U is fed machine T and input I. By only changing I you can force U to execute a different machine X.
The implications of this are well understood. You'd have similar vulnerabilities if you ran raw machine code on, say, an x86 processor. Enforcing checks and sanitization in such a way that the 'exploit' can't happen is the exact kind of job you'd have to do in order to write an operating system.
The CVE is a joke in the sense that you don’t really need a CVE for a universal Turing machine, as they are quite literally only academic.

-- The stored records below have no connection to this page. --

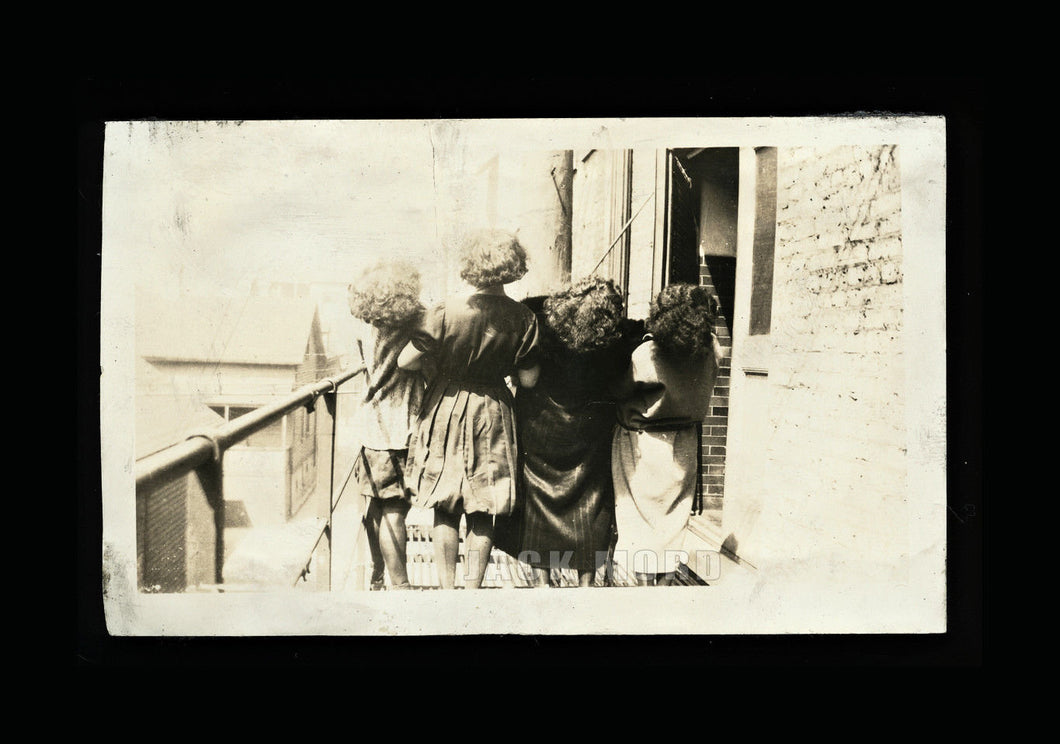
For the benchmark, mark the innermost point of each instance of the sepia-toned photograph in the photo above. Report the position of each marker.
(532, 376)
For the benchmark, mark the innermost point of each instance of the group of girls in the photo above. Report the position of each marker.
(559, 430)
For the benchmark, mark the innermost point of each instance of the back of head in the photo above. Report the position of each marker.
(386, 294)
(682, 320)
(587, 315)
(492, 257)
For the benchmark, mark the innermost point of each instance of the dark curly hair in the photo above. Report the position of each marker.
(682, 320)
(586, 315)
(387, 294)
(492, 257)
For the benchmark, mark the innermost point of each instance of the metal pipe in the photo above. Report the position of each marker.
(183, 457)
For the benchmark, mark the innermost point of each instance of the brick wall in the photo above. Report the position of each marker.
(835, 453)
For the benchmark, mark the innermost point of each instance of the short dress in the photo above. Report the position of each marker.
(387, 411)
(654, 455)
(462, 455)
(566, 512)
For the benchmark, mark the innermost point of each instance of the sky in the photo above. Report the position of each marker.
(211, 207)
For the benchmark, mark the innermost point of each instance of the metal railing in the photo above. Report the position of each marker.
(202, 454)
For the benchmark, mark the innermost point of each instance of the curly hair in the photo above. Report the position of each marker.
(587, 315)
(386, 294)
(492, 257)
(682, 320)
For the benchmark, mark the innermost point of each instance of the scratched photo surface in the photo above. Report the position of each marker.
(248, 489)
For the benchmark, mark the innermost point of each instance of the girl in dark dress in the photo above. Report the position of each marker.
(566, 514)
(462, 456)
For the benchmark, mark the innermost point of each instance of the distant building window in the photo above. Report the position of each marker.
(765, 232)
(271, 436)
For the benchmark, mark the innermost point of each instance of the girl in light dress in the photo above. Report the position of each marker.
(385, 301)
(663, 399)
(463, 452)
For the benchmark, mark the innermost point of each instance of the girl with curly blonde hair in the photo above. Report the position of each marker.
(462, 456)
(385, 301)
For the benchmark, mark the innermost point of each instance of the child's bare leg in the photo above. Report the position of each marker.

paper is essentially saying that by using simplest machine possible
we prove it does not provide layers of security abstractions which were invented and deployed in last 40+ years to computers
so thats like getting CVE for turning off ASLR, AppARMOR SElinux etc in linux kernel.
Showing a universal Turing machine is a proof of the fact that when you write stuff like the smn theorem or anything that uses universal functions you aren't writing nonsense.
There is no "contract" between the universal machine and the hypothetical user. One could certainly ensure that, say, the input TM is properly formatted, or that "the runtime" will only use a certain set of cells, and so on. The difficulties and problems one would find in trying to do so are the same one would face when writing an operating system and a compiler.
Filtering only printable user input helps but even bit map images can expose a heap to a sensitive registers that will execute some target specific generated shell code.